Après les Etats-Unis, la Grande-Bretagne ? Le monde de la gymnastique est éclaboussé par une nouvelle affaire de maltraitance. Elle n’atteint pas les proportions du scandale Larry Nassar, mais elle en dit long sur les pratiques d’un sport où les témoignages de victimes se succèdent sans marquer de pause.

Le dernier en date jette un lourd pavé dans la mare de la gymnastique britannique. A en croire Nile Wilson (photo ci-dessus), le médaillé de bronze à la barre fixe aux Jeux de Rio en 2016, les gymnastes seraient traités « comme des morceaux de viande ». L’image est sans nuance. L’athlète anglais l’a évoquée lundi 10 août à l’occasion d’une interview à la BBC.

« Je décrirais absolument cela comme une culture de la maltraitance, et je l’ai vécue et respirée pendant 20 ans, insiste Nile Wilson, aujourd’hui âgé de 24 ans. C’est de la manipulation émotionnelle. Etre poussé par la douleur physique est certainement quelque chose que j’ai vécu. Je dirais que j’ai été maltraité. Mais nous voulions gagner des médailles olympiques, les dirigeants voulaient gagner des médailles olympiques, les entraîneurs voulaient gagner des médailles olympiques. »

Le gymnaste britannique n’en est pas à ses premières déclarations sur la culture de la maltraitance et du harcèlement dans sa discipline. En début d’année, il a porté plainte après une altercation avec un cadre technique lors d’une soirée dans son club de gymnastique de Leeds. Après une enquête interne du club, sa plainte a été rejetée.

« On m’a dit et j’ai senti que c’était moi le problème, suggère-t-il.

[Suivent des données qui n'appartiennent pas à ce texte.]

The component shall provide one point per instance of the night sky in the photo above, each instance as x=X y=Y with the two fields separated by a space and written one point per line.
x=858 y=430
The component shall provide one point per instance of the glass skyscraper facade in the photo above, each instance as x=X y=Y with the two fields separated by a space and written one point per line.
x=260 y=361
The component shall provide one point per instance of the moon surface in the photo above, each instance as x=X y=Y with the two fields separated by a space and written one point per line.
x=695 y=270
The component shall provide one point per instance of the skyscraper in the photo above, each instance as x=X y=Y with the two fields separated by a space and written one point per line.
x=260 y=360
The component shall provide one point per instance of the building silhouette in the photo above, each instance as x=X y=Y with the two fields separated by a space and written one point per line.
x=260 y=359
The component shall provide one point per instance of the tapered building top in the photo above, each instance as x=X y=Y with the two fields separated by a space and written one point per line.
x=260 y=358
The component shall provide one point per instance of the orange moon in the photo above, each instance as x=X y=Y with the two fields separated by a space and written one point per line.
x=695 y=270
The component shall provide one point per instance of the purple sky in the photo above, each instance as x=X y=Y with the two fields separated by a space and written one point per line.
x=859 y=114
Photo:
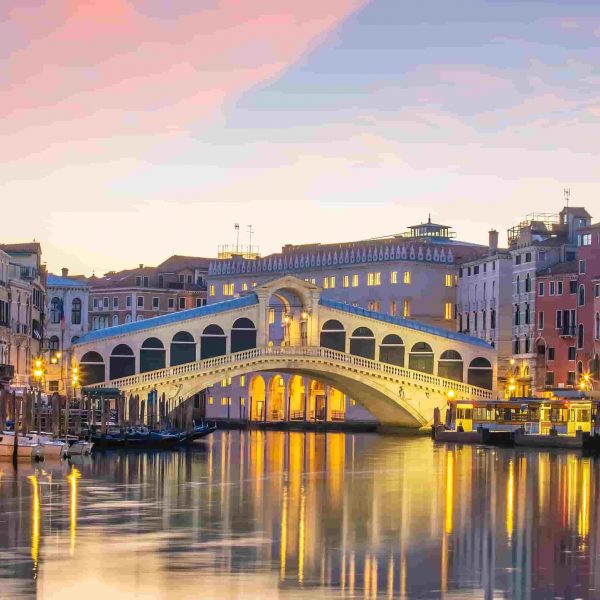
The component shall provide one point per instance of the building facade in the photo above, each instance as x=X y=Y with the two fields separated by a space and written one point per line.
x=26 y=309
x=411 y=275
x=537 y=243
x=483 y=305
x=67 y=320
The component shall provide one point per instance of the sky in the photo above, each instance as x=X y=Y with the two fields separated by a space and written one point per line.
x=131 y=130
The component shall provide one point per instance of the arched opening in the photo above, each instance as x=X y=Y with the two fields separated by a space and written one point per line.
x=333 y=335
x=91 y=369
x=296 y=398
x=391 y=350
x=276 y=398
x=256 y=391
x=421 y=358
x=243 y=335
x=362 y=343
x=212 y=342
x=152 y=355
x=122 y=362
x=481 y=373
x=450 y=365
x=183 y=348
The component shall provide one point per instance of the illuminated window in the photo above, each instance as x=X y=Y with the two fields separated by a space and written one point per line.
x=374 y=278
x=448 y=311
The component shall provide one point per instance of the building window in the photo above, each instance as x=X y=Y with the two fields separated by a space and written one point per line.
x=448 y=311
x=76 y=312
x=374 y=278
x=406 y=308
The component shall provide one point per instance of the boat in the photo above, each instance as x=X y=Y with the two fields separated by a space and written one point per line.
x=28 y=449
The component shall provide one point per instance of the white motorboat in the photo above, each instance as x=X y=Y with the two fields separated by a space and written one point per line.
x=28 y=449
x=80 y=448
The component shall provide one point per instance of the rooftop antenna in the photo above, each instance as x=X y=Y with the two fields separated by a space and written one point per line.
x=236 y=226
x=250 y=232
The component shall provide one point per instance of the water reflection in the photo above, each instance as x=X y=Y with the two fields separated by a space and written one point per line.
x=260 y=515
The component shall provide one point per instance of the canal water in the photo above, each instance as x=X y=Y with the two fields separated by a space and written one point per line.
x=294 y=515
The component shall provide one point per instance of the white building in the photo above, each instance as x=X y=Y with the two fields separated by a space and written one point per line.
x=484 y=299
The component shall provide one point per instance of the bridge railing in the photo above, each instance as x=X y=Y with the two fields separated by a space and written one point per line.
x=294 y=352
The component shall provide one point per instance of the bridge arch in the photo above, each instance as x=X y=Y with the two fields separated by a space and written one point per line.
x=92 y=367
x=451 y=365
x=243 y=335
x=362 y=343
x=420 y=358
x=152 y=355
x=213 y=342
x=481 y=373
x=333 y=335
x=183 y=348
x=391 y=350
x=122 y=362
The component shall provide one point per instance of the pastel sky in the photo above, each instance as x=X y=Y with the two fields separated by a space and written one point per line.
x=131 y=130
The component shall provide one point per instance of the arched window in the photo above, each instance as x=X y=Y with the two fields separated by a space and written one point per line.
x=152 y=355
x=55 y=310
x=362 y=343
x=183 y=348
x=450 y=365
x=481 y=373
x=421 y=358
x=91 y=367
x=122 y=362
x=54 y=343
x=333 y=335
x=243 y=335
x=76 y=312
x=391 y=350
x=213 y=342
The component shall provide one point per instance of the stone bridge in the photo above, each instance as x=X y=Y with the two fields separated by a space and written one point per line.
x=399 y=369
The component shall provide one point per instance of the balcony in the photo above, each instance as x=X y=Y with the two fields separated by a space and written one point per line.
x=567 y=331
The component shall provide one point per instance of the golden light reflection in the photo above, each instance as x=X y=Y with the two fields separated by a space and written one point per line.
x=510 y=499
x=73 y=479
x=35 y=520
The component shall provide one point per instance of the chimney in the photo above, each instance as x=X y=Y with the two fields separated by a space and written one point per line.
x=493 y=237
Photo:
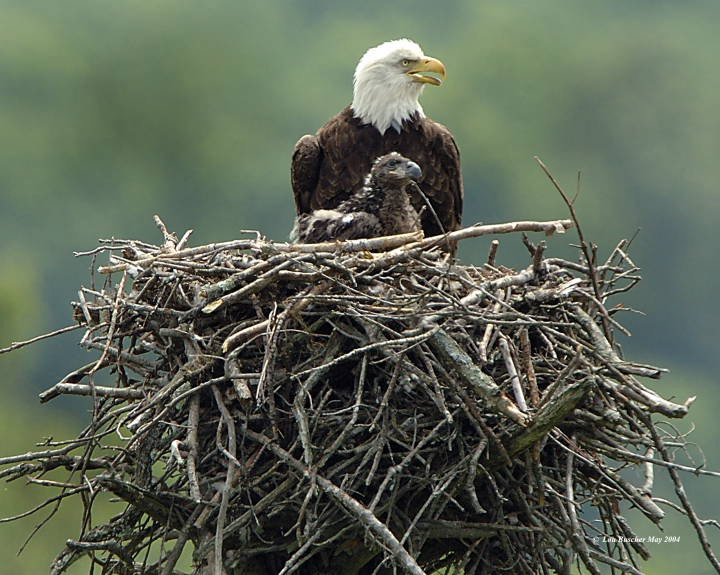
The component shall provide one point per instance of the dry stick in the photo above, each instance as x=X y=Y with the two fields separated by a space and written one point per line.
x=361 y=513
x=229 y=478
x=96 y=390
x=576 y=534
x=512 y=372
x=680 y=490
x=18 y=344
x=454 y=358
x=547 y=417
x=490 y=327
x=192 y=439
x=494 y=245
x=180 y=254
x=298 y=303
x=583 y=243
x=527 y=366
x=113 y=325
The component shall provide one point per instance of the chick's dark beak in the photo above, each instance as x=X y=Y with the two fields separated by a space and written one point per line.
x=413 y=171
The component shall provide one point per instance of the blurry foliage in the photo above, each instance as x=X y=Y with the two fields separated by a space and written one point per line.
x=113 y=111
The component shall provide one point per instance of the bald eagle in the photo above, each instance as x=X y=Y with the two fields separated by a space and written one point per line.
x=380 y=208
x=385 y=115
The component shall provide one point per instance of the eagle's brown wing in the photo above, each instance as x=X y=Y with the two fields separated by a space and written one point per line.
x=304 y=171
x=443 y=179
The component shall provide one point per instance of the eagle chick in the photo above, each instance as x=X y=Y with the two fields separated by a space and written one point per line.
x=381 y=208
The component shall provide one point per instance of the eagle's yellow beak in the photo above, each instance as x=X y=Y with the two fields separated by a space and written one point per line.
x=427 y=65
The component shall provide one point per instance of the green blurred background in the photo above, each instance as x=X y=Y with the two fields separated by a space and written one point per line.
x=113 y=111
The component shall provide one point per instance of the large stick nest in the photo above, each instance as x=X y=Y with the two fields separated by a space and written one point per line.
x=328 y=409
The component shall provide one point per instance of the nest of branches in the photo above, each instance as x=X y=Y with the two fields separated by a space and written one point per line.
x=360 y=407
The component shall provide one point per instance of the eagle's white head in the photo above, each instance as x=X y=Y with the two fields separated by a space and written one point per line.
x=388 y=82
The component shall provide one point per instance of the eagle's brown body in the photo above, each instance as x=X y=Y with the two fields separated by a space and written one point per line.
x=380 y=208
x=330 y=166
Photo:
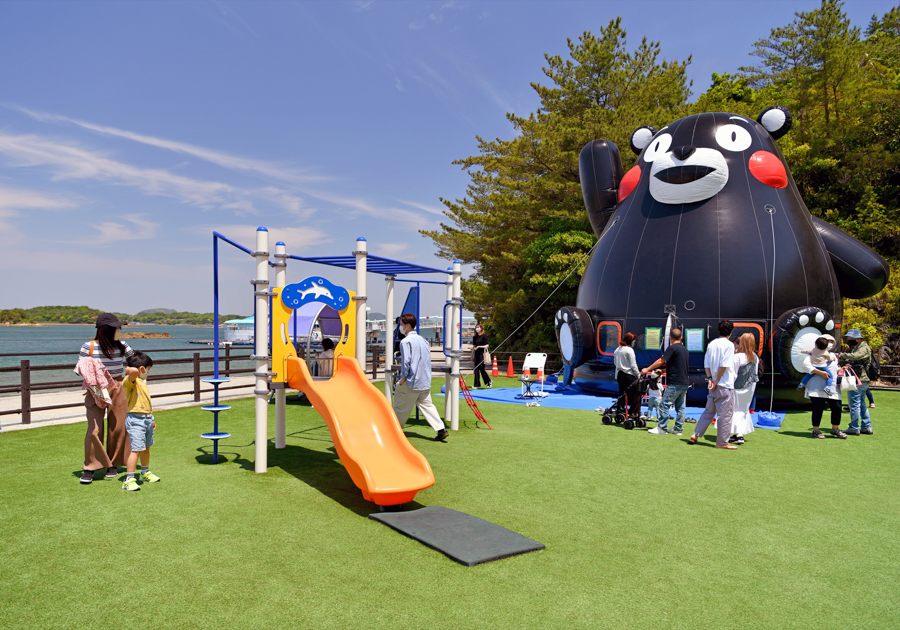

J’avais l’impression de ne pas être entendu et que j’avais tort ». Selon la BBC, le club de gymnastique de Leeds aurait conduit une enquête « professionnelle, solide », et indépendante après les accusations de l’athlète, pour finalement donner tort au plaignant.

Depuis, Nile Wilson a quitté le club. Il l’a expliqué à la BBC : « En exprimant ainsi mon inquiétude, je risque de compromettre mes chances d’aller aux Jeux olympiques de Tokyo. J’ai peur de parler avec vous. La raison pour laquelle je parle est que mon incident de cette année souligne qu’il y a encore beaucoup de choses à changer dans la gymnastique et que cela commence au sommet. »

La sortie médiatique de Nile Wilson intervient à un moment très délicat pour la Fédération britannique de gymnastique, attaquée sur tous les fronts par certains de ses meilleurs athlètes.

Amy Tinkler, la médaillée de bronze au sol aux Jeux de Rio 2016, l’a vivement critiquée le mois dernier pour sa lenteur à conduire une enquête digne de ce nom après une plainte pour harcèlement déposée par la gymnaste en décembre 2019.

La semaine passée, les deux sœurs Rebecca et Elissa Downie, médaillées aux Mondiaux 2019 (argent aux barres asymétriques pour la première, bronze au saut pour la seconde), ont ajouté leurs voix aux critiques. Elles ont dénoncé sur les réseaux sociaux le « climat de peur et d’abus mental » dans leur discipline.

Rebecca et Elissa Downie assurent avoir été victimes d’une litanie d’intimidations et d’abus, notamment concernant leur poids. « Nous n’avons certainement pas réalisé à quel point c’était mal à l’époque, ont-elles expliqué. Il a fallu des années et des années pour le comprendre et l’accepter. Pendant trop longtemps, la santé et le bien-être des jeunes filles ont été d’une importance secondaire par rapport à une culture dépassée, cruelle et que nous qualifions de souvent inefficace au sein de l’entraînement de gymnastique féminine. »

A l’image de Nile Wilson, les deux sœurs britanniques ont choisi de briser la loi du silence à une année des Jeux de Tokyo, au risque de compromettre leurs chances de vivre l’événement de l’intérieur. « Nous nous exprimons maintenant, parce que nous avons le devoir de veiller au bien-être des jeunes filles qui commencent la gymnastique, et leur sécurité est plus importante que n’importe quelle médaille olympique », ont-elles écrit sur les réseaux sociaux.

La Fédération britannique a choisi d’opter pour la réserve. Elle a expliqué ne pas vouloir commenter les propos des deux jeunes femmes. Mais elle a annoncé en début de semaine passée avoir lancé une enquête indépendante pour faire la lumière sur ces témoignages « choquants et bouleversants » de gymnastes britanniques.

Depuis, Nile Wilson a rajouté son expérience et ses traumatismes à une liste déjà très longue. Les langues se délient. La gymnastique peut trembler sur ses bases.